I have adapted it (slightly) from Australian Vogue Entertaining & Travel magazine.
450g (1 lb) shortcrust pastry
50g (1/4 cup) dark chocolate
80g (1/3 cup) butter, softened (or melted – I melted mine)
110g (1/2 cup) caster sugar
2 teaspoons ground cinnamon
100g (3/4 cup) ground almonds
2 eggs (lightly beaten)
2 tablespoons self-raising flour
Roll out pastry to 3mm think – and cut with a pastry cutter into circles which will fit your pastry tins. (I used normal sized tins and then tiny tins and adjusted accordingly). Place pastry in tins.

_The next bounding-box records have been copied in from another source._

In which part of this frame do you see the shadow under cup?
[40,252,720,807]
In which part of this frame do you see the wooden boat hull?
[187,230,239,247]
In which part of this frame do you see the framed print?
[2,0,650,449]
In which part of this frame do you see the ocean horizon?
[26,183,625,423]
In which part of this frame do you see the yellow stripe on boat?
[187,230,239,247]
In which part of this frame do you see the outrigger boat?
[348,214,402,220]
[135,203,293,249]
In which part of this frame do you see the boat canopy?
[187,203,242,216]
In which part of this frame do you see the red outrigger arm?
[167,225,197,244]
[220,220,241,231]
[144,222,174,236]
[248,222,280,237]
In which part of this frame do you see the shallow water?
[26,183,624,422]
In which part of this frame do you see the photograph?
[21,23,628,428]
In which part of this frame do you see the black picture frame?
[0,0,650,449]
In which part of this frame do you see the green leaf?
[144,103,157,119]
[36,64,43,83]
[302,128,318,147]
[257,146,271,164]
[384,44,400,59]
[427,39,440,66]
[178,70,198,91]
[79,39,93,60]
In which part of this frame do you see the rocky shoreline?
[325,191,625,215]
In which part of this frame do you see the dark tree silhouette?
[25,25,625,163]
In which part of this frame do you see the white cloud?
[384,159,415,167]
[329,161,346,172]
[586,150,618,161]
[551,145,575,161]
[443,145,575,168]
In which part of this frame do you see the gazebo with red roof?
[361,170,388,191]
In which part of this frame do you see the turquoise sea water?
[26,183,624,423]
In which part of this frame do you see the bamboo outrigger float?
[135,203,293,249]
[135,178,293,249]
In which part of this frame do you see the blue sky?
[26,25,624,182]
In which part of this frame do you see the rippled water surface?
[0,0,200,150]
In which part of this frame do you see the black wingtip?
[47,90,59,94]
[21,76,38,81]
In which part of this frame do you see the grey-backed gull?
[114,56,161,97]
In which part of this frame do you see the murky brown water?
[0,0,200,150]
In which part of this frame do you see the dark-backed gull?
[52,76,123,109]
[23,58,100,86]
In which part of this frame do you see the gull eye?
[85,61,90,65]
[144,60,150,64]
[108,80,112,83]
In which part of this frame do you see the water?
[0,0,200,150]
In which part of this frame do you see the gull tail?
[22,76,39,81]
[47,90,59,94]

Melt chocolate in a bowl over simmering water until melted.
- Add all other ingredients and stir well.
Place filling in pastry tins. Do not fill to the top as the filling will expand.
Cook for 25 minutes or until pastry is cooked – mine took about 20 minutes.
- Move to a wire rack to cool.
At this stage the magazine said to melt 150g of dark chocolate and spread on the top. I felt that this would be too much and instead we enjoyed the tartlets without the extra chocolate.
As you can see from the dtae of the photos I have had this post stored for some time. I think it would be great as a Valentines Day treat. I am already deciding what to cook for my upcoming birthday and for Valentines Day. Posts to follow.